Stewed Lentils with Feta and Sauteed Greens

For Lentils:

1 Cup Lentils

2 Cups water

1 Bouillon cube

1 Bay leaf

For Greens:

1 Cup (packed) Kale and Collard Greens

1/4 Cup craisins or pomegranate seeds

1/4 Cup chopped walnuts

2 Tbsps Feta cheese

1 Clove garlic, minced

Salt and pepper to taste

Balsamic vinegar for drizzling

Step 1: Add the lentils, water, bay leaf and bouillon cube to a small saucepan and bring to a boil. Reduce to a simmer and cover, cook until lentils are tender and the water is absorbed, about 20 minutes.
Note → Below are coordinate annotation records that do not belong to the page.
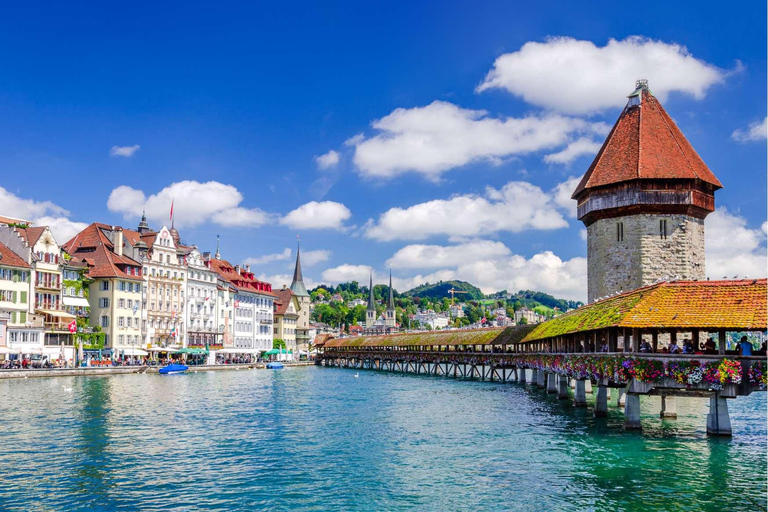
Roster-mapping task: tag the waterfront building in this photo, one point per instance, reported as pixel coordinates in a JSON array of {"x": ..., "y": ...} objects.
[
  {"x": 286, "y": 317},
  {"x": 252, "y": 307},
  {"x": 202, "y": 302},
  {"x": 115, "y": 285},
  {"x": 389, "y": 314},
  {"x": 165, "y": 276},
  {"x": 370, "y": 311},
  {"x": 22, "y": 329},
  {"x": 300, "y": 291},
  {"x": 643, "y": 201}
]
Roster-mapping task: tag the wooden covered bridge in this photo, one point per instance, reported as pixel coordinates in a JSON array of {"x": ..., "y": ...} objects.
[{"x": 620, "y": 342}]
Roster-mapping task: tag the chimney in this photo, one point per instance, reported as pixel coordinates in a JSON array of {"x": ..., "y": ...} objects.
[{"x": 119, "y": 241}]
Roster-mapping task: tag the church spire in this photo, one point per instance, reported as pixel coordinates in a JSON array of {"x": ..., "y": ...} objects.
[
  {"x": 297, "y": 286},
  {"x": 371, "y": 303}
]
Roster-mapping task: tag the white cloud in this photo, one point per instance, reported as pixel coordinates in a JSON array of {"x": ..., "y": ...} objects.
[
  {"x": 432, "y": 139},
  {"x": 311, "y": 258},
  {"x": 578, "y": 77},
  {"x": 317, "y": 215},
  {"x": 328, "y": 160},
  {"x": 495, "y": 268},
  {"x": 562, "y": 195},
  {"x": 40, "y": 213},
  {"x": 267, "y": 258},
  {"x": 126, "y": 151},
  {"x": 734, "y": 248},
  {"x": 577, "y": 148},
  {"x": 756, "y": 131},
  {"x": 193, "y": 203},
  {"x": 437, "y": 256},
  {"x": 515, "y": 207}
]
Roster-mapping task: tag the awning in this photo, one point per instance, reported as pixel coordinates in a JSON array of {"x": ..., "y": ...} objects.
[
  {"x": 79, "y": 302},
  {"x": 161, "y": 349},
  {"x": 60, "y": 314},
  {"x": 129, "y": 351}
]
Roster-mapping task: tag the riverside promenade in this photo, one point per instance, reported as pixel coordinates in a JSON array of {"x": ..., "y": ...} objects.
[
  {"x": 88, "y": 371},
  {"x": 621, "y": 342}
]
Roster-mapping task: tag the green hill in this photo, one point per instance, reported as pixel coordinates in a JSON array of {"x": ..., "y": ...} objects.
[{"x": 440, "y": 290}]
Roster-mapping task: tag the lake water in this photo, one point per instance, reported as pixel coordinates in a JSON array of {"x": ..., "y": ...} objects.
[{"x": 322, "y": 439}]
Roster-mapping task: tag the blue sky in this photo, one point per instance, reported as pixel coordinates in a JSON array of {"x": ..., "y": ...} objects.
[{"x": 227, "y": 109}]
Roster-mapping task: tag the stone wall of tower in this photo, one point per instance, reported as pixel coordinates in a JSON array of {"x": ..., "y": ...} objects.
[{"x": 643, "y": 256}]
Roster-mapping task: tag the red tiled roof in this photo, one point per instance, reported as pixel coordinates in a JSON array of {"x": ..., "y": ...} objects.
[
  {"x": 645, "y": 144},
  {"x": 10, "y": 258},
  {"x": 244, "y": 281},
  {"x": 732, "y": 305},
  {"x": 31, "y": 234}
]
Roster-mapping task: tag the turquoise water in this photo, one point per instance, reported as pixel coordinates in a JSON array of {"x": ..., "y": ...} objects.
[{"x": 323, "y": 439}]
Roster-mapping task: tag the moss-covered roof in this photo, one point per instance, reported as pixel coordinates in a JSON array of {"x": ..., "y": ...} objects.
[
  {"x": 733, "y": 305},
  {"x": 492, "y": 336}
]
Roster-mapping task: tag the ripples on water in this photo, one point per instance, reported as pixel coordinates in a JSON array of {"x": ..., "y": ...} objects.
[{"x": 321, "y": 439}]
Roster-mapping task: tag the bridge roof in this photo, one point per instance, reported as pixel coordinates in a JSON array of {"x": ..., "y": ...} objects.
[
  {"x": 492, "y": 336},
  {"x": 736, "y": 305}
]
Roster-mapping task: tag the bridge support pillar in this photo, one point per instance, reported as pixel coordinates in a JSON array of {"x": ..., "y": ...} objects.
[
  {"x": 579, "y": 395},
  {"x": 632, "y": 412},
  {"x": 601, "y": 401},
  {"x": 668, "y": 407},
  {"x": 718, "y": 419},
  {"x": 552, "y": 383}
]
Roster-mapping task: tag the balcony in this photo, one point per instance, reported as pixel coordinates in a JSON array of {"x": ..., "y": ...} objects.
[
  {"x": 47, "y": 284},
  {"x": 49, "y": 305}
]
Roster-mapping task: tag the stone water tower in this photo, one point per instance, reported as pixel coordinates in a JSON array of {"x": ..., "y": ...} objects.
[{"x": 643, "y": 201}]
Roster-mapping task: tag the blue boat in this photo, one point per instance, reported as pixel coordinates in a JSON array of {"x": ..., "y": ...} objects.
[{"x": 173, "y": 368}]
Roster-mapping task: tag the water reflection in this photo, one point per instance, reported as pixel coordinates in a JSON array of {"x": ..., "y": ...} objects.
[{"x": 93, "y": 439}]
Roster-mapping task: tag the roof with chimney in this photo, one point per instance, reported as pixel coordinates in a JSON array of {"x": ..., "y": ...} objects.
[
  {"x": 645, "y": 144},
  {"x": 297, "y": 285},
  {"x": 242, "y": 280},
  {"x": 9, "y": 258}
]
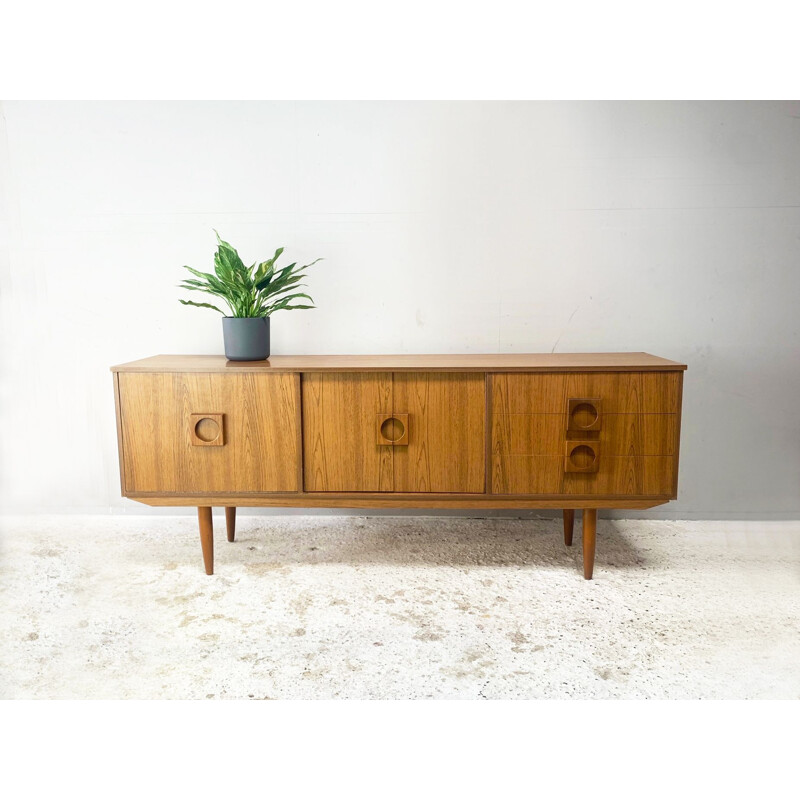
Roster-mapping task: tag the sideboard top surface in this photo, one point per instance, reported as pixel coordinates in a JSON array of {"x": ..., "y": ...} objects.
[{"x": 472, "y": 362}]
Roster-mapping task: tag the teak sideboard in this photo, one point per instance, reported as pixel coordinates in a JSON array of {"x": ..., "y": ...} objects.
[{"x": 569, "y": 431}]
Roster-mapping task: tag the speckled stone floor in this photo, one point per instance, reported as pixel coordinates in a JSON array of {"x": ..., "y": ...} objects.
[{"x": 354, "y": 607}]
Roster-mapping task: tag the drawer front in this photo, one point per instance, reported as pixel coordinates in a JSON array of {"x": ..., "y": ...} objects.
[
  {"x": 610, "y": 434},
  {"x": 188, "y": 433},
  {"x": 619, "y": 392},
  {"x": 615, "y": 476}
]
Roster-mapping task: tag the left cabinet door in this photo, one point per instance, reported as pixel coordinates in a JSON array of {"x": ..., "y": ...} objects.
[{"x": 189, "y": 433}]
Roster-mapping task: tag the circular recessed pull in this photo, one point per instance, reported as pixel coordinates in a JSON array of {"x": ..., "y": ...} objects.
[
  {"x": 393, "y": 429},
  {"x": 582, "y": 457},
  {"x": 206, "y": 429}
]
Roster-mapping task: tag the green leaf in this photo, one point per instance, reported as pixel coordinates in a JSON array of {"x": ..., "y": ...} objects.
[
  {"x": 248, "y": 291},
  {"x": 199, "y": 305}
]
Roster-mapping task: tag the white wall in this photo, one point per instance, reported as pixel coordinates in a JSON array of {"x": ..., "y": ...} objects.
[{"x": 446, "y": 227}]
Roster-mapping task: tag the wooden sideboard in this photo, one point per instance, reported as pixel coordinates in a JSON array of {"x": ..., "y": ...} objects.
[{"x": 568, "y": 431}]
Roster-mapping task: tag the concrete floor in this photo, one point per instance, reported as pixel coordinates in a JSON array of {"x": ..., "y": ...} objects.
[{"x": 354, "y": 607}]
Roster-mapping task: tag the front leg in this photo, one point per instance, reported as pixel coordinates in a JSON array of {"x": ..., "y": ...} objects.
[
  {"x": 230, "y": 522},
  {"x": 206, "y": 537},
  {"x": 569, "y": 522},
  {"x": 589, "y": 536}
]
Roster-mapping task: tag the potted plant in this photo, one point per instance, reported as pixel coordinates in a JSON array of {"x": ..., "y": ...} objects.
[{"x": 252, "y": 294}]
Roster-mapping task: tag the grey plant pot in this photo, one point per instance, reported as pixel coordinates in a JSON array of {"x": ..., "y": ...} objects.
[{"x": 246, "y": 338}]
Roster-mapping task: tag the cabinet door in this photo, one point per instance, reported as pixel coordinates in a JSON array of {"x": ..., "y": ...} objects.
[
  {"x": 340, "y": 447},
  {"x": 189, "y": 433},
  {"x": 446, "y": 432}
]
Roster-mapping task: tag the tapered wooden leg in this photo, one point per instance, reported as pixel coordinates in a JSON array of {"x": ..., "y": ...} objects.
[
  {"x": 569, "y": 522},
  {"x": 230, "y": 522},
  {"x": 589, "y": 531},
  {"x": 206, "y": 537}
]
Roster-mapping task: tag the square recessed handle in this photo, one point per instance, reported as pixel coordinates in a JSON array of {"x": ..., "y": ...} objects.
[
  {"x": 583, "y": 414},
  {"x": 207, "y": 430},
  {"x": 393, "y": 429}
]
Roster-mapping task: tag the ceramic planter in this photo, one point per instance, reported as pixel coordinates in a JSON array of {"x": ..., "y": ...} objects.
[{"x": 246, "y": 338}]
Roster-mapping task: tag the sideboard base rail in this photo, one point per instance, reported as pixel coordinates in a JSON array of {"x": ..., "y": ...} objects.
[{"x": 206, "y": 526}]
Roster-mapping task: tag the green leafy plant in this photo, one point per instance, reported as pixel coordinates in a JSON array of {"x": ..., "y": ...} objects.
[{"x": 256, "y": 291}]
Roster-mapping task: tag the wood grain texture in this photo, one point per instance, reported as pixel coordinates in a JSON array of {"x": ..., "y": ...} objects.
[
  {"x": 589, "y": 540},
  {"x": 569, "y": 524},
  {"x": 230, "y": 522},
  {"x": 620, "y": 435},
  {"x": 447, "y": 432},
  {"x": 260, "y": 453},
  {"x": 339, "y": 416},
  {"x": 206, "y": 524},
  {"x": 472, "y": 362},
  {"x": 390, "y": 500},
  {"x": 620, "y": 393},
  {"x": 120, "y": 449},
  {"x": 619, "y": 476}
]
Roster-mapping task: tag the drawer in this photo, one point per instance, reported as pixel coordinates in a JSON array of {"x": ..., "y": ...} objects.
[
  {"x": 616, "y": 476},
  {"x": 618, "y": 392},
  {"x": 194, "y": 433},
  {"x": 617, "y": 434}
]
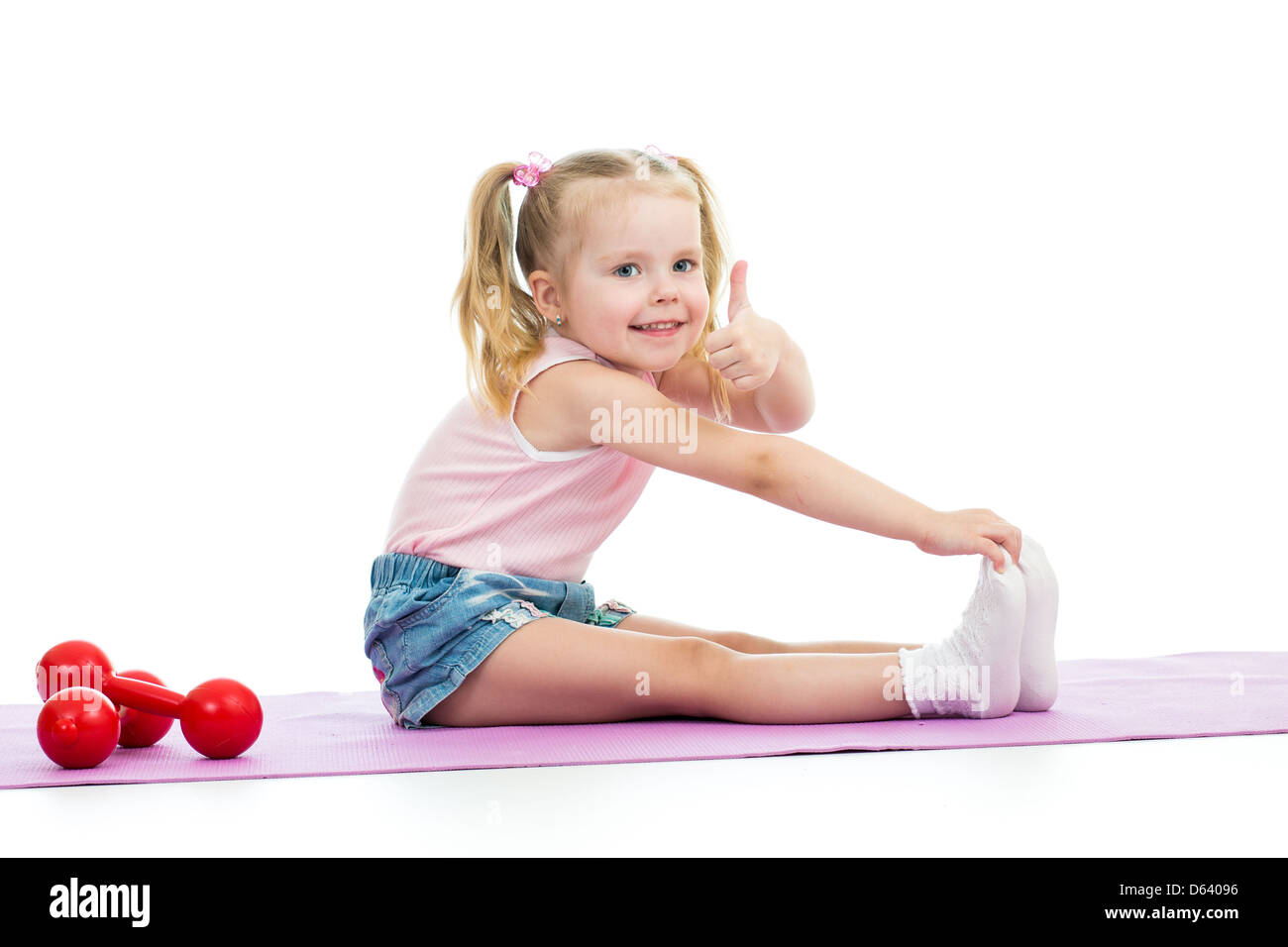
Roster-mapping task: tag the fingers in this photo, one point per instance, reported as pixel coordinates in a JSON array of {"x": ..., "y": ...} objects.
[
  {"x": 1003, "y": 535},
  {"x": 993, "y": 552}
]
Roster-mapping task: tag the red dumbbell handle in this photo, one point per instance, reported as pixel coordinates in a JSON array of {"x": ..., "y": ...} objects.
[{"x": 142, "y": 694}]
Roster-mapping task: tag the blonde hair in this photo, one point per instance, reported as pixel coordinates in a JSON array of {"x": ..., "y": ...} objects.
[{"x": 498, "y": 320}]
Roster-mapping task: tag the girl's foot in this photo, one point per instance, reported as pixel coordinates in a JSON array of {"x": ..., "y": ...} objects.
[
  {"x": 1039, "y": 682},
  {"x": 975, "y": 672}
]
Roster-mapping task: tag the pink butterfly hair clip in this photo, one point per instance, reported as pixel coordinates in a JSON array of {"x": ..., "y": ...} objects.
[
  {"x": 662, "y": 157},
  {"x": 529, "y": 174}
]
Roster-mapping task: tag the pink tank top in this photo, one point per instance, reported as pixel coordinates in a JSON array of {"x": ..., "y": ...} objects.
[{"x": 480, "y": 495}]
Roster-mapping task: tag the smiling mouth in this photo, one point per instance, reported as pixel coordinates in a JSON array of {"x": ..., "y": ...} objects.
[{"x": 658, "y": 326}]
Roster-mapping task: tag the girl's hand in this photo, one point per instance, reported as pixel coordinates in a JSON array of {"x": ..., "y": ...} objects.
[
  {"x": 970, "y": 531},
  {"x": 746, "y": 351}
]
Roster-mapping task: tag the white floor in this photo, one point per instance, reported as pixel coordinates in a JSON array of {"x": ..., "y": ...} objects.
[{"x": 1210, "y": 796}]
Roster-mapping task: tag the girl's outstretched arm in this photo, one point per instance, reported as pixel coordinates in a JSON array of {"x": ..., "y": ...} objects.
[{"x": 781, "y": 470}]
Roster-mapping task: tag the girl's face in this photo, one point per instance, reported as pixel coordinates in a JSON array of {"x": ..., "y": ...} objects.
[{"x": 638, "y": 265}]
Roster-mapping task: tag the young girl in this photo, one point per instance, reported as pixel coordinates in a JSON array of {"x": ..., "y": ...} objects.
[{"x": 480, "y": 612}]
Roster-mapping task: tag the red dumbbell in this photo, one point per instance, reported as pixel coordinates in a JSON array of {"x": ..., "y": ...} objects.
[
  {"x": 77, "y": 727},
  {"x": 219, "y": 718},
  {"x": 138, "y": 728}
]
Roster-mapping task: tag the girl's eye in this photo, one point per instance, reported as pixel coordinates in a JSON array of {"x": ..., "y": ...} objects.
[{"x": 690, "y": 269}]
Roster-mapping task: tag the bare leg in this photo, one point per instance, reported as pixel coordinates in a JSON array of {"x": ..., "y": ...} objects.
[
  {"x": 553, "y": 671},
  {"x": 755, "y": 644}
]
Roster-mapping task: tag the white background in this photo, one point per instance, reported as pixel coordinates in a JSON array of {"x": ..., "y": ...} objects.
[{"x": 1033, "y": 252}]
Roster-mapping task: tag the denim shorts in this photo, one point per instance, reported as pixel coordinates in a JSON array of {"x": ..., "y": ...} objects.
[{"x": 430, "y": 624}]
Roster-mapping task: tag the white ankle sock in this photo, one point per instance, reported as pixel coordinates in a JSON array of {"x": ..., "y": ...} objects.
[
  {"x": 975, "y": 672},
  {"x": 1039, "y": 681}
]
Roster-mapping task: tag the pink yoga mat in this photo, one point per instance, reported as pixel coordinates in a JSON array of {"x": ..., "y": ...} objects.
[{"x": 330, "y": 733}]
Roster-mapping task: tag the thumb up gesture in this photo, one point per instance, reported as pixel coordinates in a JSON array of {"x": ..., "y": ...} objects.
[{"x": 747, "y": 350}]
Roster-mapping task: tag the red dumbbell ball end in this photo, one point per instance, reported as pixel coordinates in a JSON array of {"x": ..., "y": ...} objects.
[
  {"x": 77, "y": 728},
  {"x": 220, "y": 718}
]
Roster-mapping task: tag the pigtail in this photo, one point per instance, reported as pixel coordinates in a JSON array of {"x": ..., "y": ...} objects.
[
  {"x": 498, "y": 320},
  {"x": 715, "y": 265}
]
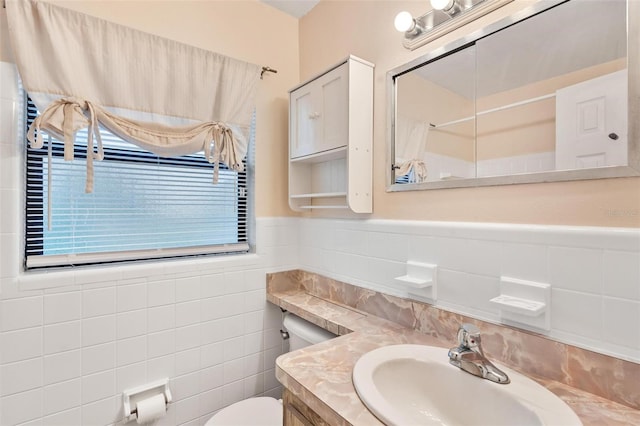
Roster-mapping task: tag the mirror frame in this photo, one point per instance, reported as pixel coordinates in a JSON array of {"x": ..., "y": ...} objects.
[{"x": 633, "y": 110}]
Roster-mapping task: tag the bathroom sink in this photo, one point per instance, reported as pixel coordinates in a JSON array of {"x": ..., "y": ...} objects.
[{"x": 416, "y": 385}]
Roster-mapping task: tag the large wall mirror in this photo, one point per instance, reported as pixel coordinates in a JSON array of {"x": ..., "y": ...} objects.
[{"x": 549, "y": 94}]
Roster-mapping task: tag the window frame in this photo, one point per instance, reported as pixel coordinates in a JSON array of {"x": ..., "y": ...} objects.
[{"x": 32, "y": 185}]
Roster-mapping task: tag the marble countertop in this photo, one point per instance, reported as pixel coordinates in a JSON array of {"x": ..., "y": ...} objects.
[{"x": 320, "y": 375}]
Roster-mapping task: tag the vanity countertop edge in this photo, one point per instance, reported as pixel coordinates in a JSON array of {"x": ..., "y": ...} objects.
[{"x": 320, "y": 375}]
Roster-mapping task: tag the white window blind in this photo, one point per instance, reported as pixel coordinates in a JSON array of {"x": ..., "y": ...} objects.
[{"x": 144, "y": 206}]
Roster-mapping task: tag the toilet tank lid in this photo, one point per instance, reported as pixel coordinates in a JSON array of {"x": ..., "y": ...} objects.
[{"x": 306, "y": 330}]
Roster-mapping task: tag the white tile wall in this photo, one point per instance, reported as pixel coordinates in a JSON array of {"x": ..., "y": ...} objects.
[
  {"x": 594, "y": 272},
  {"x": 72, "y": 341}
]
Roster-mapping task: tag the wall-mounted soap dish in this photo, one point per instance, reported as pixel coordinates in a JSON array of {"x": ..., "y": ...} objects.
[
  {"x": 420, "y": 281},
  {"x": 524, "y": 302}
]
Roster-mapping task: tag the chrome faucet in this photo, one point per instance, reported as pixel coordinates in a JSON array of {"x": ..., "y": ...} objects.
[{"x": 469, "y": 356}]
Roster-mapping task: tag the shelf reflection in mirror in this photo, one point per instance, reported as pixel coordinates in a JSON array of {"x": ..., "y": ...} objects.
[{"x": 543, "y": 99}]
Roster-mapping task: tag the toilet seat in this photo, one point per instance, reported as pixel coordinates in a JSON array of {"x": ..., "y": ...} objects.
[{"x": 260, "y": 411}]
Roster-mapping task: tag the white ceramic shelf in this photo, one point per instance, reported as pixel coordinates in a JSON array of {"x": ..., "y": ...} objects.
[
  {"x": 320, "y": 195},
  {"x": 519, "y": 305}
]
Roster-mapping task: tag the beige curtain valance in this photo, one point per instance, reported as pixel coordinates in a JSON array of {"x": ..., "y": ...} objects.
[
  {"x": 411, "y": 140},
  {"x": 83, "y": 72}
]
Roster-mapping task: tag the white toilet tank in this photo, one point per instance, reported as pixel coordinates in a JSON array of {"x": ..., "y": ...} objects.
[
  {"x": 302, "y": 333},
  {"x": 265, "y": 411}
]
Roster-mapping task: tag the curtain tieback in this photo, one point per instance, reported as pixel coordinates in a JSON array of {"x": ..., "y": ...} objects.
[{"x": 63, "y": 118}]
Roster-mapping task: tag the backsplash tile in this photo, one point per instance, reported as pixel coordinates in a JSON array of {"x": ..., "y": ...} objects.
[{"x": 583, "y": 265}]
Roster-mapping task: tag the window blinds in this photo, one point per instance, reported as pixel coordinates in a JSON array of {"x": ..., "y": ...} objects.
[{"x": 144, "y": 206}]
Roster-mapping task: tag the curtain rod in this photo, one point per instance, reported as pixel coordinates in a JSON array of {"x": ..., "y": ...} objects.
[
  {"x": 267, "y": 69},
  {"x": 264, "y": 69}
]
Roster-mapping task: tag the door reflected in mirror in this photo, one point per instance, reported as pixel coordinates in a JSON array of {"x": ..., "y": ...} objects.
[{"x": 546, "y": 94}]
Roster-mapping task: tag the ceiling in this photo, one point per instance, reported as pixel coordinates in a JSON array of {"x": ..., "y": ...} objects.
[{"x": 295, "y": 8}]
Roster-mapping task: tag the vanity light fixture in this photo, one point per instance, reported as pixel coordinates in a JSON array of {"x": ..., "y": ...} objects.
[{"x": 446, "y": 16}]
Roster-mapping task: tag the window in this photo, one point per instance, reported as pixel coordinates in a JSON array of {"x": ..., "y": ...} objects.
[{"x": 142, "y": 207}]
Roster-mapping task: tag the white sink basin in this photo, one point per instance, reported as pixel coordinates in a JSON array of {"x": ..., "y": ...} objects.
[{"x": 416, "y": 385}]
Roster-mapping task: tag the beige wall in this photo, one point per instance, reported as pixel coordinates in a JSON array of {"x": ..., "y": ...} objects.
[
  {"x": 334, "y": 29},
  {"x": 530, "y": 128},
  {"x": 423, "y": 100},
  {"x": 247, "y": 30}
]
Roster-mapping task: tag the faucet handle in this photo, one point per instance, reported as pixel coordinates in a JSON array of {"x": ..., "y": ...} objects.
[{"x": 469, "y": 336}]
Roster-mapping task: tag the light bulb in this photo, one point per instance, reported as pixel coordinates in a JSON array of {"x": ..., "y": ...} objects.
[
  {"x": 404, "y": 22},
  {"x": 442, "y": 4}
]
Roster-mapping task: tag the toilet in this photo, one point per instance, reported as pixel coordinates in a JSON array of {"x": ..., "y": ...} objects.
[{"x": 266, "y": 411}]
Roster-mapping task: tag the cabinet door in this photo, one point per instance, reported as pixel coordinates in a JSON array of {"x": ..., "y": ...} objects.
[
  {"x": 333, "y": 123},
  {"x": 319, "y": 114},
  {"x": 303, "y": 119}
]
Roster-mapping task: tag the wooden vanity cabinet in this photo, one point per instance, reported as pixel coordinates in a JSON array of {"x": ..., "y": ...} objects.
[
  {"x": 297, "y": 413},
  {"x": 331, "y": 139}
]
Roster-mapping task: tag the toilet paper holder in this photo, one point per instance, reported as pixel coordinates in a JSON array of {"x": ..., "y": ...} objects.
[{"x": 130, "y": 397}]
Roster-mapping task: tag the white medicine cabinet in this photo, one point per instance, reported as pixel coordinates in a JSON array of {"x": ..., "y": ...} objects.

Step 2: Heat a medium sized saute pan over low-medium heat and drizzle lightly with about a tablespoon of olive oil. Saute the kale and collard greens until lightly wilted but still firm. Season with salt and pepper. Add in the minced garlic and saute for another 30 seconds to 1 minute, long enough for the garlic to cook slightly but not burn.

Step 3: In a medium bowl, combine the lentils, greens, craisins, chopped walnuts and feta. Drizzle lightly with balsamic vinegar and serve.